European word translator: an interactive map
Overall reception
- Many find the map delightful and novel: a clever way to visualize vocabulary across Europe and a fun exploratory tool.
- Users enjoy trying words like “pineapple,” “turtle,” “girl,” “tea,” etc., to see unexpected patterns and oddities.
Data source, accuracy, and limitations
- Translations are from Google Translate circa 2014 and are pre-cached, not live; users note machine translation has improved since.
- Numerous errors are reported:
- “She runs” is wrong or shifted in several languages (e.g., “she functions,” “she walks”).
- “An example” is mistranslated in Finnish and Hungarian; Italian “the example” is also off.
- “Cross,” “lead,” and “folk” show inconsistent meanings across languages (noun vs verb, religious symbol vs verb, etc.).
- The dictionary is very limited: many common phrases, month names, country names, and “small {noun}” combinations return nothing.
- Users observe Google’s tendency to pick arbitrary cases or genders for Slavic and gendered languages, especially when pivoting through English.
Word meaning, polysemy, and design issues
- Multiple commenters argue that 1–2 word mappings are inherently misleading because:
- Words are polysemous and don’t map 1:1 across languages.

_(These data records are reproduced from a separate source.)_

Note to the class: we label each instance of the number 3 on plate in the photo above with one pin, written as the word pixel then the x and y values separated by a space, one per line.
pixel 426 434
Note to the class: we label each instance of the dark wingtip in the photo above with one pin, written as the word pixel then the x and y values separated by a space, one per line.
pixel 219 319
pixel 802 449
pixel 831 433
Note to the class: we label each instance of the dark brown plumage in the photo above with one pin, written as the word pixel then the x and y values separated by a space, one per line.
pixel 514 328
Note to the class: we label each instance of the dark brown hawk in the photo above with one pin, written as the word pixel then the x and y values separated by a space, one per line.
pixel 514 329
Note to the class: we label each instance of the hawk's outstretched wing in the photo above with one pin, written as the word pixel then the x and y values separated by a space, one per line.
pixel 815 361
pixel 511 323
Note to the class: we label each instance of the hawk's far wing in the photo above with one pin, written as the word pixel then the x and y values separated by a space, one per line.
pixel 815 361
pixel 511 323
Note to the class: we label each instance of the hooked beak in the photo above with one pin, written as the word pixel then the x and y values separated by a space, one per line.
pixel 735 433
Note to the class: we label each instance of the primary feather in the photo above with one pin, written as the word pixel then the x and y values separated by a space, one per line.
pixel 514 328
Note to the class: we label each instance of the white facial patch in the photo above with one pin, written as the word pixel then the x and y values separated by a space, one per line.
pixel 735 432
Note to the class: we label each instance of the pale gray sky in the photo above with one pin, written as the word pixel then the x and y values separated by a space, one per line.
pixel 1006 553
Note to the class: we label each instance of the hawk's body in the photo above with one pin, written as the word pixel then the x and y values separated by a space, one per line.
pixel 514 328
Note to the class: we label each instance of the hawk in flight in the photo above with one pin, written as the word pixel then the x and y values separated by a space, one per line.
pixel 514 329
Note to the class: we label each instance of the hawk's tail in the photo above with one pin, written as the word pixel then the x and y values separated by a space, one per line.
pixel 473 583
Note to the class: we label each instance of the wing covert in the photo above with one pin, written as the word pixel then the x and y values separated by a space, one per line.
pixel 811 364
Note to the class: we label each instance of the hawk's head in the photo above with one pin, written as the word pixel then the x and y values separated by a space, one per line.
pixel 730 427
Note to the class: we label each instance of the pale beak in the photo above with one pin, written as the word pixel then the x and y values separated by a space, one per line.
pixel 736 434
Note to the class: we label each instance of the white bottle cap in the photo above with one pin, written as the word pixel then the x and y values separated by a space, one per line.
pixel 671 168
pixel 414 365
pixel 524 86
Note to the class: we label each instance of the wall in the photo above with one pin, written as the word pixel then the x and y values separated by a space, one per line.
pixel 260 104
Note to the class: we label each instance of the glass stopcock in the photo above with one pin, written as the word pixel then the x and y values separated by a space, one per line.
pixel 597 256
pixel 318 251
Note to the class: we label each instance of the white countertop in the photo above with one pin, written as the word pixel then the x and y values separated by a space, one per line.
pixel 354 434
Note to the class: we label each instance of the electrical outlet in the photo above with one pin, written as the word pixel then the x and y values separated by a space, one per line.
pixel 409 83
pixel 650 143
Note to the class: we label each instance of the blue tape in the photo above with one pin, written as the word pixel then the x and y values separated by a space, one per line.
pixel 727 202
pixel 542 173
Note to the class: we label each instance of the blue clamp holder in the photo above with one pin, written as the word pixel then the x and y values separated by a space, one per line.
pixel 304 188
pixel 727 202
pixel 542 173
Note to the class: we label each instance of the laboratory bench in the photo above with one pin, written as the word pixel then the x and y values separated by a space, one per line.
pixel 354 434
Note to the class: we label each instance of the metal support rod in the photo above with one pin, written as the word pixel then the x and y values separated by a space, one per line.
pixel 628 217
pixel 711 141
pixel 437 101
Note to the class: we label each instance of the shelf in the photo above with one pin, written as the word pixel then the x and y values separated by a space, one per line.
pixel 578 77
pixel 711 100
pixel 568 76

- The site usually shows only one sense and one form, ignoring other valid options and grammatical distinctions.
- Suggestions:
- List all major translations or at least match part of speech (noun vs verb).
- Allow phrases/sentences with highlighted key words.
- Use newer translation tech (LLMs) which seem better at context and sense selection.
Dialects, variants, and coverage
- Tool mostly treats each state as a single language, ignoring strong internal variation:
- German (Germany/Austria/Switzerland), Dutch/Belgian Dutch, Italian regions, and Spanish regional languages are cited.
- Swiss German and other Alemannic varieties lack a standard written form, complicating support.
- Examples of fine-grained dialect maps (German, Swiss German, Chinese) are shared; people wish this tool had zoomable dialect-level detail.
Pronunciation and phonetics
- For Cyrillic- and Greek-based languages, users want Latin transliteration; phonetic transcription is especially requested for Ukrainian/Russian.
- Several propose coloring by phonetic or string similarity (e.g., Levenshtein distance) instead of fixed country colors.
Etymology, number systems, and fun observations
- Users discuss:
- Ancient core vocabulary (“iron,” “stone,” “cow,” “sun,” “salt,” “tea,” “mama/papa”) and what it reveals about language families and trade routes.
- The “tea/cha” split and exceptions like Portuguese and Russian-influenced Polish words.
- Humorous compound words: “shelled frog”/“shield-toad” for turtle, “spike-pig”/porcupine, “flying mouse” for bat, Japanese “tree child” for mushroom.
- Number systems: French base-20 forms, Belgian/Swiss septante–huitante–nonante, German/Dutch reversed order, and speculation (mostly dismissed) about effects on math ability.